Comme d’autres pays européens, l’Espagne a mis en place des mesures de soutien aux entreprises pour lutter contre les effets économiques négatifs de la pandémie Covid-19 : chômage partiel, mesures fiscales et financements.
Les sociétés françaises qui sont établies de façon permanente en Espagne sous la forme de filiales ayant un siège social dans le pays peuvent en bénéficier.
Important : la situation outre-Pyrénées est différente de celle qui prévaut en France pour plusieurs raisons :
-D’abord, en raison de la décentralisation et du transfert de compétences au profit des régions (« communautés autonomes », 19 en tout). C’est le cas, par exemple, de la santé. Les aides proviennent essentiellement du gouvernement central mais elles sont complétées par celles des régions, voire de certaines municipalités.
-Par ailleurs, le gouvernement central a publié un nombre très important de textes, principalement sous la forme de décrets-lois royaux, publiés au Journal officiel espagnol (Boletin Oficial del Estado, BOE). Le dispositif a évolué au cours des dernières semaines, de nouveaux textes venant parfois compléter, préciser ou modifier des décisions plus anciennes.
-Enfin, il convient de rappeler que le gouvernement espagnol a présenté, le 28 avril 2020, le « Plan pour la transition vers une nouvelle normalité » qui organise le déconfinement progressif en 4 étapes, qui a commencé le 2 mai. L’« état d’alarme », annoncé le 14 mars 2020, est prolongé régulièrement par périodes de quinze jours, après un vote du Parlement, et le sera en fonction de l’évolution de la pandémie. Il est actuellement en vigueur jusqu’au 24 mai 2020.

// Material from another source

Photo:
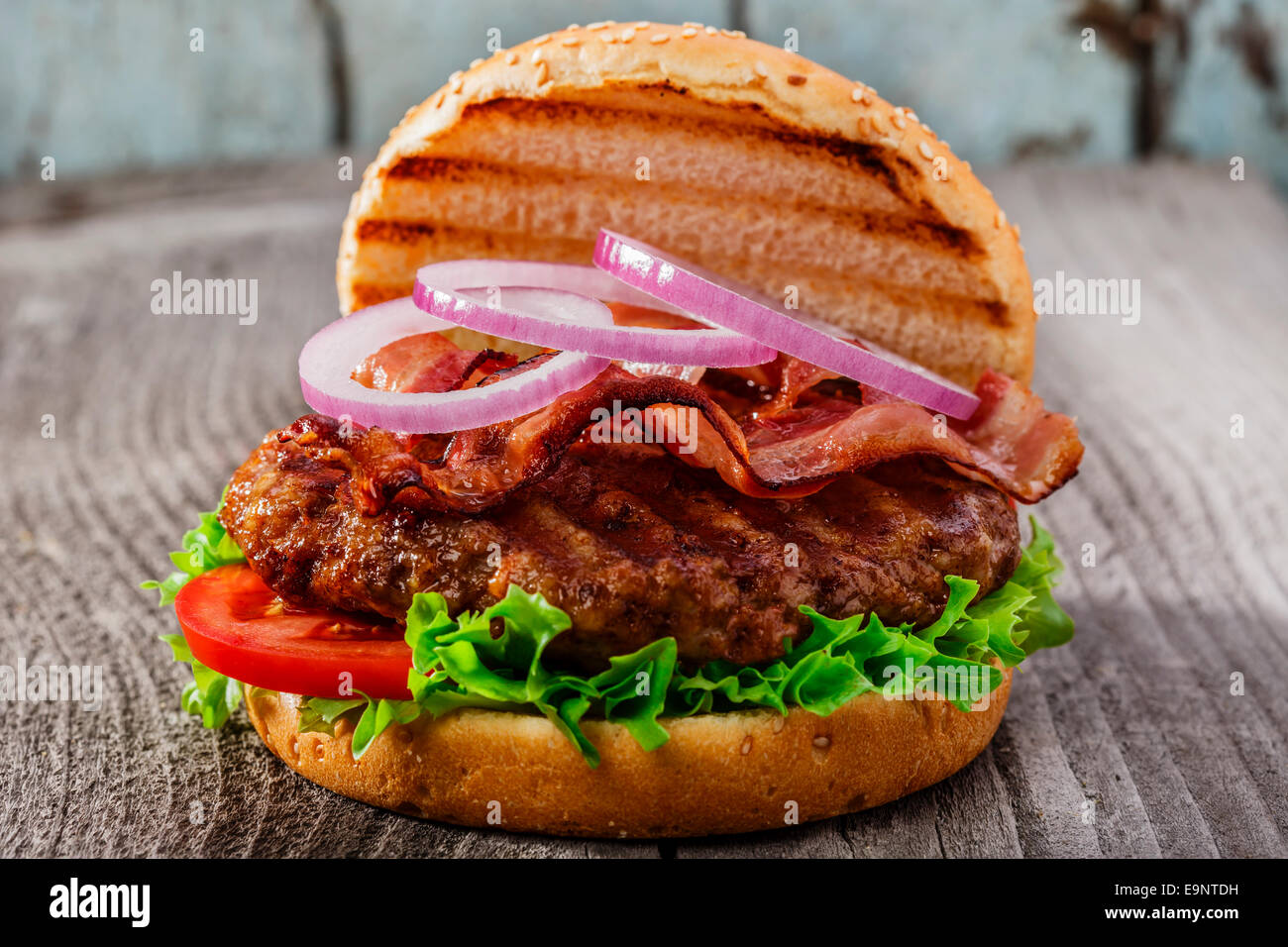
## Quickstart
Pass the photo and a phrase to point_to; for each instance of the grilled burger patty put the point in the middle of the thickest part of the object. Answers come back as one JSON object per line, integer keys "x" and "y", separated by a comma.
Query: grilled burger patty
{"x": 634, "y": 547}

La rédaction du Moci a interrogé le cabinet d’avocats espagnol AGM Abogados, qui dispose d’un bureau à Paris, sur les mesures d’appui adoptées par le gouvernement central. Voici les réponses en détail fournies par trois membres du cabinet : Luis San José Gras (avocat associé, droit du travail), Jordi Rovira (avocat associé, droit fiscal) et Luis Fernando Conde Berné (économiste et auditeur, financements).
1/ Chômage partiel
La législation espagnole prévoit que le dispositif de chômage partiel (Expediente de Regulación Temporal de Empleo, ERTE) peut être activé pour des raisons dites « ETOP » (économiques, techniques, organisationnelles, liées à la production) ou en cas de force majeure.
La crise sanitaire a ouvert la possibilité de motiver le recours au chômage partiel sur la base du critère de la force majeure. Cependant, la procédure est strictement encadrée. Les textes de référence sont le décret-loi royal 463/2020 du 14 mars 2020 (BOE du 14 mars 2020) et le décret-loi royal 8/2020 du 17 mars 2020 (BOE du 18 mars 2020).
Comment invoquer la force majeure ?
L’article 22 du décret-loi royal 8/2020 précise les conditions de recours au concept de force majeure et indique la procédure à suivre. L’entreprise devra joindre à sa demande un « rapport » (informe), qui établira le lien entre le Covid-19 et la perte d’activité, accompagné des pièces justificatives nécessaires.
Les demandes doivent être adressées à l’autorité compétente au sein des régions, qui ont le pouvoir de décision, sauf si le personnel concerné travaille dans des unités installées dans au moins deux régions. Dans ce cas, c’est le ministère du Travail et de l’Économie solidaire qui est compétent.
Important : si 85% des salariés travaillent dans au moins une région, la demande devra être déposée auprès de l’autorité de cette région. A Madrid, par exemple, il s’agit de la Direction générale du travail de la Communauté de Madrid ; à Barcelone, de la Direction générale des Relations du travail, du travail indépendant, de la Sécurité et de la santé au travail de la Généralité de Catalogne. Il convient de noter que les procédures peuvent varier selon les régions.
La législation prévoit que les autorités compétentes doivent répondre dans un délai de 5 jours. Passé ce laps de temps et si l’entreprise n’a pas reçu l’avis, positif ou négatif, de l’autorité compétente, la demande d’ERTE est automatiquement validée.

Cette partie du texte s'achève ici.